Recruitment done right

Extracurriculars are a valuable part of any student’s college career.  They provide opportunities for growth, service, friendship, leadership and many others.  The friends you make in extracurriculars usually share the same interests as you and can help you to grow in specific areas.  There are basically extracurricular groups for almost anything out there. If one does not exist, then you can make one for yourself.  All you need is five members plus an advisor who is free to help. However, being in an extracurricular group does prove to have some difficulties such as maintaining and/or increasing group membership.  So, how does one increase their groups membership numbers? On a college campus, I am sure most people would probably say Club Fair (at VWU, it is the Student Involvement Fair). However, most people do not realize the inefficiency that comes with relying solely on Club Fair for recruitment.  

First of all, Club Fair is a highly overwhelming event that creates a lot of chaos externally and internally for individuals.  We are easily overwhelmed by the number of tables and varying groups that are participating. We feel the urge to sign-up for every group that sounds fascinating to us, while only attending one or two interest meetings.  I have come to call this issue the “sign-up syndrome,” which is a phrase used to describe the number of clubs we sign-up for while only participating in a few. I have seen this multiple times with groups that I am a part of.  We will get at least two pages of names and only two or three names show up to join. This is quite common for most groups and it is not the fault of the clubs or the individuals signing up. It is just a simple fact that Club Fair is overwhelming.

Secondly, Club Fair does not exhibit what kind of activities extracurricular groups partake in.  By this I mean that Club Fair does not actually show off what each group does. So many people rely on Club Fair for recruitment and forget that they really cannot show off any of what they do.  At the fair, you usually are only explaining the group and hope that people take an interest. In this case, actions do speak a lot louder than words.

Finally, relying on one event for recruitment, no matter what the event is, is not an effective method.  You need to get the word about your group the old-fashioned way by taking to the streets and advertising.  You can make flyers and posters, focus on word-of-mouth, or even do interest meetings or events to get the word out.  This is the most valuable part of recruitment because, as stated earlier, Club Fair is overwhelming, and it can prove difficult to display the depth of your passion for a club/group.  True recruitment involves sharing your passion with those around you and also involves talking to individuals, not large crowds that create chaos.
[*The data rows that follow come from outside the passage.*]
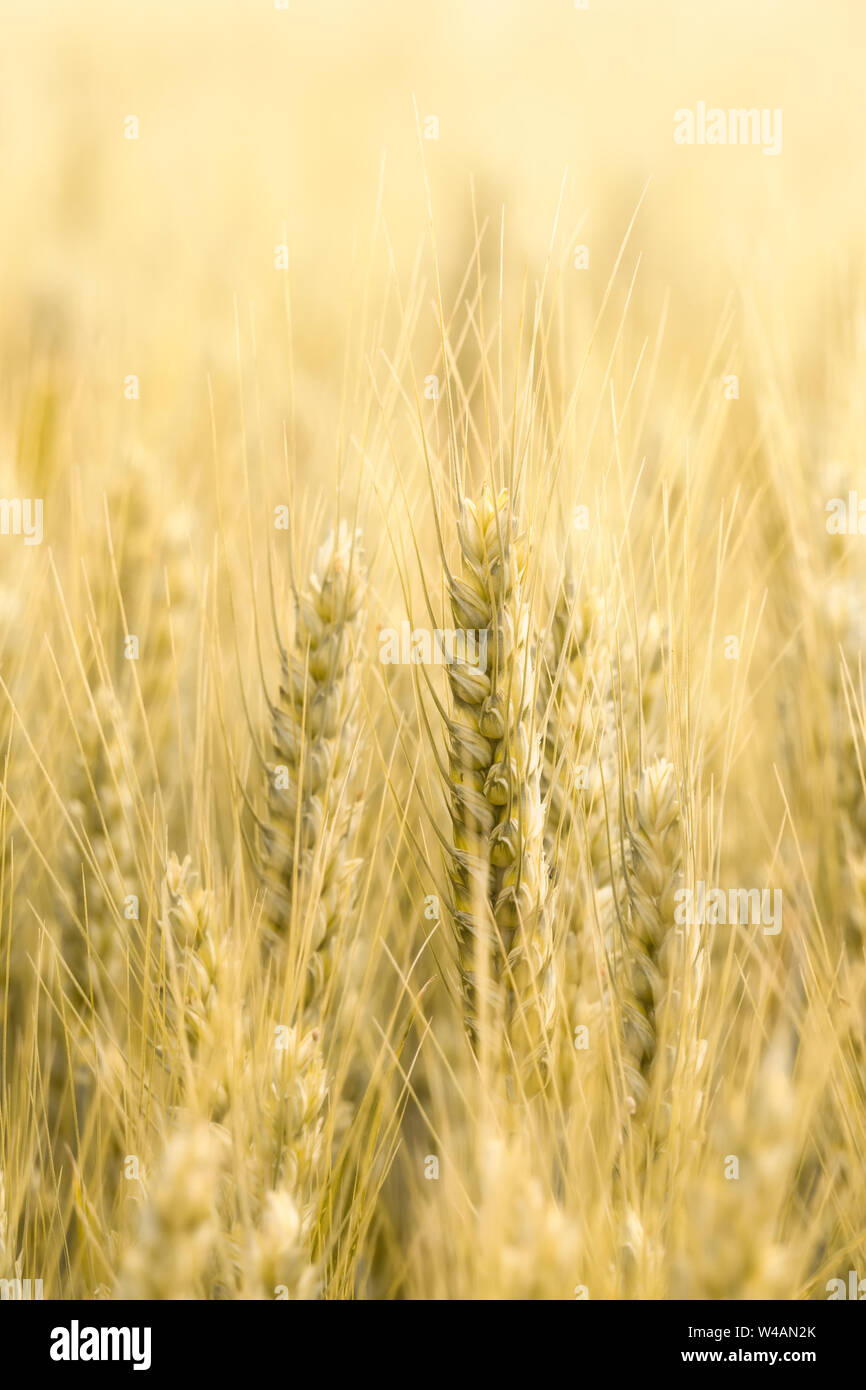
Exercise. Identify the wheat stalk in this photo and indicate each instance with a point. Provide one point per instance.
(663, 966)
(314, 729)
(498, 872)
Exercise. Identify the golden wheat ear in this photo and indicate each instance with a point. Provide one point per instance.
(178, 1226)
(499, 883)
(663, 965)
(316, 730)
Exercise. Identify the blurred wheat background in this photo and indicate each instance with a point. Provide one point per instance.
(331, 976)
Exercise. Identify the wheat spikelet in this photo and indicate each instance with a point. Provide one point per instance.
(199, 982)
(100, 868)
(498, 870)
(734, 1247)
(662, 966)
(278, 1261)
(178, 1226)
(293, 1111)
(314, 730)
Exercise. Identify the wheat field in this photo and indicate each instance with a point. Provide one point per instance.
(433, 820)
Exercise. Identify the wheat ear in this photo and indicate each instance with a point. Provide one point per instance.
(314, 727)
(180, 1225)
(663, 966)
(498, 872)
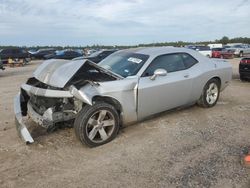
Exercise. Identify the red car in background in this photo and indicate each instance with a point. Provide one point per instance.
(222, 53)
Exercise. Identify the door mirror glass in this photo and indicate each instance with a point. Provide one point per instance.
(158, 72)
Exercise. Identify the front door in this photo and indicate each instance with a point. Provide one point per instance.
(165, 92)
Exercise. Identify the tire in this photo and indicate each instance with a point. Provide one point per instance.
(90, 122)
(210, 94)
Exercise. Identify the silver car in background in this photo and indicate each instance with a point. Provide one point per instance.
(126, 87)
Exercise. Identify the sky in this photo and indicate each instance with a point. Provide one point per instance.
(120, 22)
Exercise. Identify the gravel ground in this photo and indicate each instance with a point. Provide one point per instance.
(192, 147)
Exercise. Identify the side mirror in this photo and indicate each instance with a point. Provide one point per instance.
(158, 72)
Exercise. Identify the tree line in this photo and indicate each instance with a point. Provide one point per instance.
(223, 40)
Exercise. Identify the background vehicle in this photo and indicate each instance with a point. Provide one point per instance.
(64, 54)
(204, 50)
(218, 45)
(98, 56)
(239, 50)
(40, 54)
(14, 53)
(244, 69)
(222, 53)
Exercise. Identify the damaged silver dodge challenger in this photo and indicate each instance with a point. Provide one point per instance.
(126, 87)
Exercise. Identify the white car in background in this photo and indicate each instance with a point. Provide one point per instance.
(204, 50)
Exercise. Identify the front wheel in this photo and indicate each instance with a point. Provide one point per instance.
(97, 125)
(210, 94)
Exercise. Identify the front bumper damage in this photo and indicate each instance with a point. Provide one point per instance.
(20, 126)
(23, 107)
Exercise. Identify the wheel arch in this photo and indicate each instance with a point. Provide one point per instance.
(217, 78)
(112, 101)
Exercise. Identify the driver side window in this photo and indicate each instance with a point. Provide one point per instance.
(170, 62)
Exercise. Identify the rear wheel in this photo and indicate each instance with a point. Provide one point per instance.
(210, 94)
(97, 125)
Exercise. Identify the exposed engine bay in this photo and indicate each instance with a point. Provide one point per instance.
(47, 111)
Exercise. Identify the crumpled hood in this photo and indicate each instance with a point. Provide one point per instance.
(57, 72)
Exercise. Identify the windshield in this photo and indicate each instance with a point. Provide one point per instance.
(95, 53)
(124, 63)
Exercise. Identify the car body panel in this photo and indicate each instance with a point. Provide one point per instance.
(244, 68)
(57, 72)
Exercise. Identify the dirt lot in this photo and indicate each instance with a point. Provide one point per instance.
(191, 147)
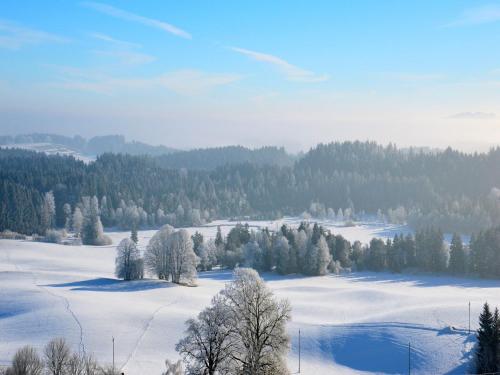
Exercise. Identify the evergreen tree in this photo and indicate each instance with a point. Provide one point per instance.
(219, 240)
(487, 341)
(133, 235)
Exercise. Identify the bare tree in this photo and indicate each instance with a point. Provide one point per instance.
(91, 367)
(173, 368)
(208, 346)
(75, 365)
(77, 221)
(128, 263)
(26, 361)
(170, 255)
(57, 355)
(157, 257)
(258, 324)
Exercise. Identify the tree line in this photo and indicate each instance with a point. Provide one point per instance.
(310, 249)
(446, 189)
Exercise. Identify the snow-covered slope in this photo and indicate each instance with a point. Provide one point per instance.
(354, 323)
(51, 149)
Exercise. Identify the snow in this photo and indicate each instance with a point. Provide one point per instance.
(51, 149)
(352, 323)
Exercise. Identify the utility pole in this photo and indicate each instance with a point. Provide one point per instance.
(299, 351)
(409, 358)
(469, 317)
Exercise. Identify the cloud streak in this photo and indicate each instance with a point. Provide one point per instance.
(291, 72)
(14, 36)
(477, 16)
(473, 116)
(114, 41)
(128, 16)
(183, 82)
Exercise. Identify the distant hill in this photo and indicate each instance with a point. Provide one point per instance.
(211, 158)
(80, 147)
(165, 157)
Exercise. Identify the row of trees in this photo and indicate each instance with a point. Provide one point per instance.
(448, 189)
(312, 250)
(168, 256)
(57, 359)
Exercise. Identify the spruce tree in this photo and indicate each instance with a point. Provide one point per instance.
(487, 341)
(133, 235)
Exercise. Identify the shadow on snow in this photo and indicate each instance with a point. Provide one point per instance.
(114, 285)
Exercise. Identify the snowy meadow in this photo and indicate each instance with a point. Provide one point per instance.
(352, 323)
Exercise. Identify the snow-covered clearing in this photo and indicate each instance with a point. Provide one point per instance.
(360, 322)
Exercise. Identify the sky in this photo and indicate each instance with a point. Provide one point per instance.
(290, 73)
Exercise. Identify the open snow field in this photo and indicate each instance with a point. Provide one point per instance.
(361, 322)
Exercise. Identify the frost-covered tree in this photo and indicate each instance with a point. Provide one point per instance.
(67, 216)
(128, 264)
(48, 210)
(324, 257)
(208, 347)
(173, 368)
(258, 322)
(183, 260)
(254, 257)
(207, 252)
(26, 361)
(77, 221)
(134, 236)
(170, 255)
(92, 230)
(282, 251)
(157, 255)
(318, 258)
(457, 263)
(57, 355)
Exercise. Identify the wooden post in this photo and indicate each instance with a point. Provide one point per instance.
(409, 358)
(299, 351)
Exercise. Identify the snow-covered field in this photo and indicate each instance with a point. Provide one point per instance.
(50, 149)
(360, 322)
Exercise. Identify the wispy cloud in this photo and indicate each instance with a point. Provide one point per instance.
(413, 77)
(110, 39)
(473, 116)
(183, 82)
(123, 51)
(126, 57)
(14, 36)
(291, 72)
(477, 16)
(128, 16)
(192, 82)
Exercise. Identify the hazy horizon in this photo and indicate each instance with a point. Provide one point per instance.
(190, 75)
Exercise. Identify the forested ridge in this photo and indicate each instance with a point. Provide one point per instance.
(447, 189)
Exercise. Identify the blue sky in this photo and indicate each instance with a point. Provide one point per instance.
(293, 73)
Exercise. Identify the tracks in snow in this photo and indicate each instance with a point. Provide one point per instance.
(67, 305)
(146, 328)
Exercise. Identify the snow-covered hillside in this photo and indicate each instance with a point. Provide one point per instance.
(50, 149)
(360, 322)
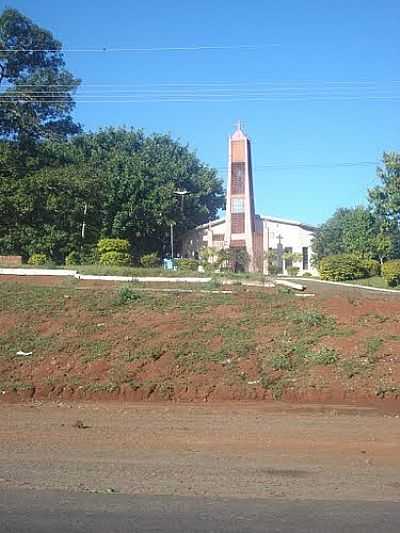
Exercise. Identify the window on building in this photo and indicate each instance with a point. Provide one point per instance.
(305, 257)
(238, 174)
(289, 261)
(237, 205)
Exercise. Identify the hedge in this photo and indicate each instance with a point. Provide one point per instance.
(73, 258)
(372, 267)
(115, 259)
(343, 267)
(113, 245)
(37, 259)
(150, 260)
(391, 272)
(187, 264)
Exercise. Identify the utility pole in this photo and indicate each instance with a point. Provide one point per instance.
(84, 221)
(83, 226)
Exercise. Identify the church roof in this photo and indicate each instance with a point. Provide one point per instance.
(277, 220)
(239, 135)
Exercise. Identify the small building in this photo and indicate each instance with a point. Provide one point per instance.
(269, 241)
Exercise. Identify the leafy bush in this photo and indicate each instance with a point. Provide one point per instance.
(150, 260)
(391, 272)
(126, 295)
(342, 267)
(281, 362)
(187, 264)
(372, 267)
(293, 271)
(115, 259)
(37, 259)
(73, 258)
(105, 246)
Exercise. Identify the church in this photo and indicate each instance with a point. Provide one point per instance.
(273, 244)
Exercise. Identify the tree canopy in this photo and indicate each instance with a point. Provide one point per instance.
(372, 232)
(35, 88)
(128, 183)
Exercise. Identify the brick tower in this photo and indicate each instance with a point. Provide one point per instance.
(243, 228)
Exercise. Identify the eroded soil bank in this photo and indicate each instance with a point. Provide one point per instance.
(254, 450)
(101, 341)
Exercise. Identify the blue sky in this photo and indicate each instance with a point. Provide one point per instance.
(305, 123)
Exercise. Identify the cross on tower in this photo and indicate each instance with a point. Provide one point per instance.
(239, 125)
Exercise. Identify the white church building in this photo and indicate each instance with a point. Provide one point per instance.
(267, 240)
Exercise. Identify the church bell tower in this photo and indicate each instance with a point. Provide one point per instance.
(242, 226)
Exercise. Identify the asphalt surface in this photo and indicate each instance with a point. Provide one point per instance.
(40, 511)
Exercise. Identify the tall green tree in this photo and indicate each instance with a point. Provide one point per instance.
(347, 231)
(126, 180)
(35, 88)
(385, 198)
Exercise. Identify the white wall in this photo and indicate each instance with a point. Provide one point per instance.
(292, 236)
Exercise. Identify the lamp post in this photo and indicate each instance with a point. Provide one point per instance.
(182, 194)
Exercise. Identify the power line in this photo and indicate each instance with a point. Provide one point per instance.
(140, 50)
(295, 165)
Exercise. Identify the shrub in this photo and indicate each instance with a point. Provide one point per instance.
(187, 264)
(293, 271)
(115, 259)
(326, 356)
(281, 362)
(150, 260)
(73, 258)
(372, 267)
(126, 295)
(105, 246)
(342, 267)
(37, 259)
(391, 272)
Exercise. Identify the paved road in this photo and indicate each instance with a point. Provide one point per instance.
(40, 511)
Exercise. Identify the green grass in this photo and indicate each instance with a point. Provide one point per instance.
(280, 339)
(374, 281)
Extracurriculars can prove to be one of the most fun pieces of a college student’s story.  You can join honor societies, clubs, sports groups, volunteer work groups, as well as many others.  Sharing your passion and spreading the word about your favorite groups is also an important piece of a college student’s life.  Joining others and pursuing your passions together is an amazing experience. So go and explore new options about how to do this.  Live your college life, find new friends, find people to join you in your adventures. Do all you can to spread the word when you have a passion.